We will start by allowing HTTP and HTTPS traffic. For that we simply add two rules that allow TCP traffic from IP 0.0.0.0/0, which is the CIDR notation for “any IP”, on the standard HTTP and HTTPS ports, respectively 80 and 443.

Ideally we would only accept HTTPS traffic, but allowing HTTP will let us test our setup for now, until we grab a certificate.

The VCN is not the only place we need to configure, there’s also the instance’s own firewall. We’ll have to use iptables in order to add rules allowing traffic on certain ports¹. As a disclaimer, I’m in no way an expert in this area, but what we’ll do is relatively basic.

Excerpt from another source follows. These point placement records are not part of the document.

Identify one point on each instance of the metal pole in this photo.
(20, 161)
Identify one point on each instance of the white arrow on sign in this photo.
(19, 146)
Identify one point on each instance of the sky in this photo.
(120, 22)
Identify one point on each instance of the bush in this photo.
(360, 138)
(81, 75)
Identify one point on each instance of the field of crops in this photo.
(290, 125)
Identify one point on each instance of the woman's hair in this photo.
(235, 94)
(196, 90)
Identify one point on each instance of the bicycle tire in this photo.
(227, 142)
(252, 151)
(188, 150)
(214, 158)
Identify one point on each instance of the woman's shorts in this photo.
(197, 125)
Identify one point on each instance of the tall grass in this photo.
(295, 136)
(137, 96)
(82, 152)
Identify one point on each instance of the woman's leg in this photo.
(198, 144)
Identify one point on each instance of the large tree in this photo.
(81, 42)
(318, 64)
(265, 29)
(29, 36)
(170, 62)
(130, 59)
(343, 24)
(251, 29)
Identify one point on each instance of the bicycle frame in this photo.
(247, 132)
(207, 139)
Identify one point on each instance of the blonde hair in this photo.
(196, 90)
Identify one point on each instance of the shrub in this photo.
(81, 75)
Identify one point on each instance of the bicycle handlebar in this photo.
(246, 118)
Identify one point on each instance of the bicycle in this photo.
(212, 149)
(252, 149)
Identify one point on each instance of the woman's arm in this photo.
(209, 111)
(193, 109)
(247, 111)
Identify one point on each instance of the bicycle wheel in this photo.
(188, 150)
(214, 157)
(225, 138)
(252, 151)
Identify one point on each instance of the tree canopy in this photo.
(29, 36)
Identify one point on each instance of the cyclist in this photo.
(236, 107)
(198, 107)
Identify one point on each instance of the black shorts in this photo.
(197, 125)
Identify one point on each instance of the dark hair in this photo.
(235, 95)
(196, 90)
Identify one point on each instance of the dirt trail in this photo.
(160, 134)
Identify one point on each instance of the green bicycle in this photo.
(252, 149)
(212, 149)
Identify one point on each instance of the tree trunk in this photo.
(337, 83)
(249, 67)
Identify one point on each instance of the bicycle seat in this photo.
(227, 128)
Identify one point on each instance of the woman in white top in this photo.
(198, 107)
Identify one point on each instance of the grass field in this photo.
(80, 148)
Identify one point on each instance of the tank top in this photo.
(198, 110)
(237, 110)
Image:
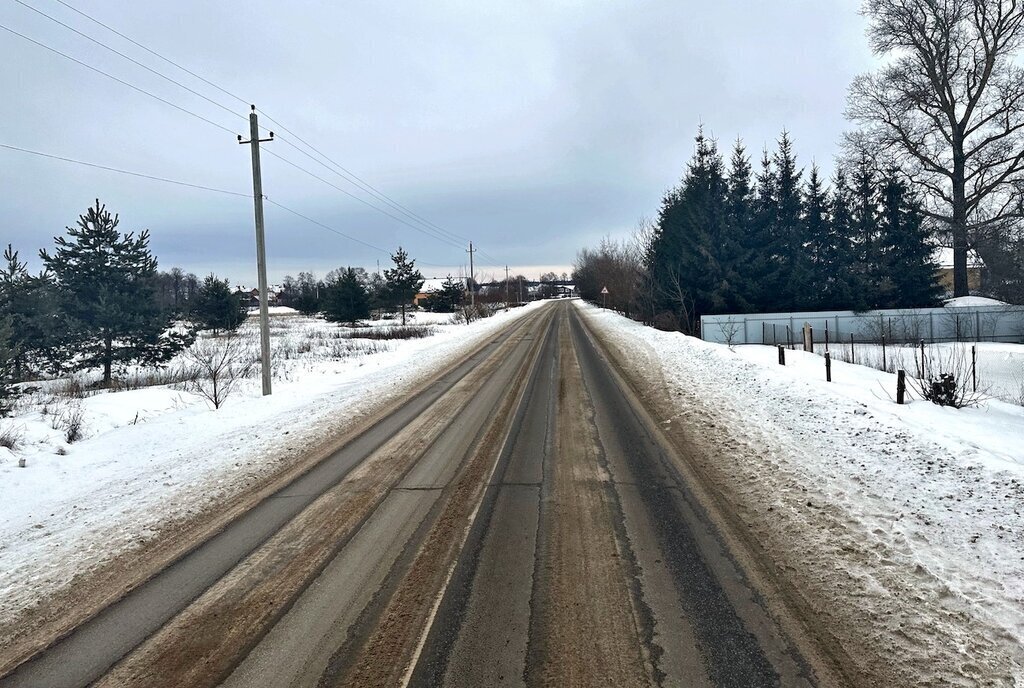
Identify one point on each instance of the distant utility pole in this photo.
(472, 296)
(264, 319)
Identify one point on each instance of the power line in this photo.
(363, 201)
(129, 58)
(429, 228)
(120, 81)
(353, 178)
(178, 182)
(341, 171)
(120, 171)
(153, 52)
(325, 226)
(348, 175)
(338, 231)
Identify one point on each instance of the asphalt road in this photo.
(520, 522)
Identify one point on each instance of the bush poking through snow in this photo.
(71, 422)
(218, 364)
(396, 332)
(947, 380)
(11, 437)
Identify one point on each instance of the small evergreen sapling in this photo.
(403, 281)
(346, 299)
(216, 307)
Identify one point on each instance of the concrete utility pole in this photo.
(472, 295)
(264, 319)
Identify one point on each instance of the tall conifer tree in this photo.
(906, 254)
(107, 284)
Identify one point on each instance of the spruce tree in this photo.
(863, 233)
(216, 307)
(693, 261)
(8, 353)
(449, 298)
(30, 304)
(346, 299)
(836, 254)
(816, 231)
(403, 281)
(908, 271)
(307, 300)
(794, 275)
(108, 293)
(763, 267)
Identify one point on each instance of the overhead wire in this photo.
(429, 228)
(358, 181)
(204, 187)
(121, 171)
(152, 52)
(340, 170)
(130, 58)
(120, 81)
(352, 196)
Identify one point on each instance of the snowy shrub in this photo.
(947, 379)
(71, 421)
(466, 313)
(218, 367)
(730, 330)
(154, 378)
(11, 437)
(396, 332)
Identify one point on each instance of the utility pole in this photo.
(472, 295)
(264, 319)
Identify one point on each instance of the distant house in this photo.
(944, 257)
(250, 297)
(428, 288)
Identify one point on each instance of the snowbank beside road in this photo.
(903, 524)
(159, 455)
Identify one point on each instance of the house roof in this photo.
(944, 257)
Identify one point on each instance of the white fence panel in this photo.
(989, 324)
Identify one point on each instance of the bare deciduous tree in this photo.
(218, 364)
(948, 109)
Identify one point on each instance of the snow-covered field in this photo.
(908, 520)
(999, 366)
(161, 453)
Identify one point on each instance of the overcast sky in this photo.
(532, 128)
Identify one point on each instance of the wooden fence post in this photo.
(974, 368)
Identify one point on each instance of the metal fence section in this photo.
(974, 324)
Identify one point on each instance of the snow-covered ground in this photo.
(161, 453)
(913, 524)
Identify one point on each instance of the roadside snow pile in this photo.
(904, 522)
(972, 301)
(999, 366)
(159, 454)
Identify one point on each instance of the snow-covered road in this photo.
(158, 457)
(902, 525)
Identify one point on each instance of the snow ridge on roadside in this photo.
(65, 515)
(905, 522)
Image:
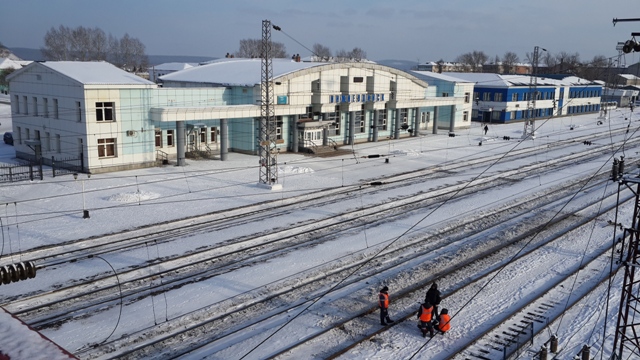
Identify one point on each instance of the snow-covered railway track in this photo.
(514, 329)
(237, 330)
(55, 306)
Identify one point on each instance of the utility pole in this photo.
(529, 123)
(628, 328)
(267, 141)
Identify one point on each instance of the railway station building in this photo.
(114, 120)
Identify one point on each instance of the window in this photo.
(105, 111)
(78, 111)
(382, 119)
(170, 138)
(106, 147)
(279, 127)
(359, 122)
(47, 141)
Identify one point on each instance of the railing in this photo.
(162, 156)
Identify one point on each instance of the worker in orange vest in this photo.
(383, 303)
(425, 315)
(444, 321)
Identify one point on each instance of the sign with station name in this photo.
(337, 99)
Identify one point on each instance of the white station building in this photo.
(113, 120)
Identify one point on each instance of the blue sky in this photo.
(415, 30)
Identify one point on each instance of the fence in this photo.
(21, 172)
(67, 165)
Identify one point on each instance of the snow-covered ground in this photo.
(47, 212)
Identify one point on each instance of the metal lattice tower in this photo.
(267, 142)
(529, 123)
(628, 325)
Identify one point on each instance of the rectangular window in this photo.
(158, 138)
(279, 127)
(382, 119)
(170, 138)
(106, 147)
(359, 122)
(105, 111)
(78, 111)
(213, 135)
(47, 141)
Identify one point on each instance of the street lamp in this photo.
(85, 212)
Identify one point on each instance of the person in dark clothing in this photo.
(383, 303)
(433, 297)
(425, 315)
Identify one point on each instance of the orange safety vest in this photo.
(384, 301)
(425, 316)
(445, 322)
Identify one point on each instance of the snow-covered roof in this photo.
(90, 72)
(427, 75)
(174, 66)
(497, 80)
(6, 63)
(236, 71)
(628, 76)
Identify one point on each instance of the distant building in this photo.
(508, 98)
(114, 120)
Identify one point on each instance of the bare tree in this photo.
(252, 48)
(357, 54)
(87, 44)
(473, 61)
(321, 51)
(509, 61)
(129, 53)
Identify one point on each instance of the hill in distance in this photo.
(36, 55)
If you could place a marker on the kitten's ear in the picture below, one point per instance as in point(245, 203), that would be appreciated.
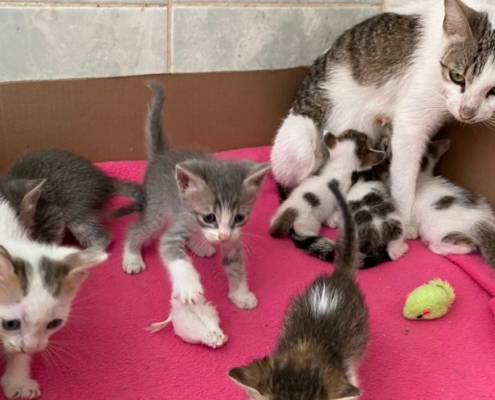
point(371, 157)
point(330, 139)
point(254, 378)
point(187, 180)
point(457, 20)
point(257, 176)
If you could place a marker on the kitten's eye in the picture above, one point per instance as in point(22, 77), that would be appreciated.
point(209, 218)
point(11, 325)
point(54, 324)
point(239, 218)
point(457, 78)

We can run sudo iptables -L first to check which rules are in place. On our instance, some rules have already been configured, among which a couple noteworthy ones:

Chain INPUT (policy ACCEPT)
target     prot opt source      destination
ACCEPT     all  --  anywhere    anywhere        state RELATED,ESTABLISHED
...
ACCEPT     tcp  --  anywhere    anywhere        state NEW tcp dpt:ssh
REJECT     all  --  anywhere    anywhere        reject-with icmp-host-prohibited

First, we have to note that these rules are grouped by chains, and applied in the order they’re listed. In this case, we can see that the first rule allows all traffic under the condition that a connection has already been established, or that it’s a new connection associated with an existing connection (as per the RELATED state). Extra rules might follow, but we’ll stop on the next one I’ve listed. This allow TCP traffic, for all sources and destinations, permitting new connections on the destination port associated with ssh². Then we have a catch-all REJECT rule which rejects everything. More specifically, and that’s where the concept of rule chains kicks in, “everything which hasn’t been explicitly ACCEPTed until now”.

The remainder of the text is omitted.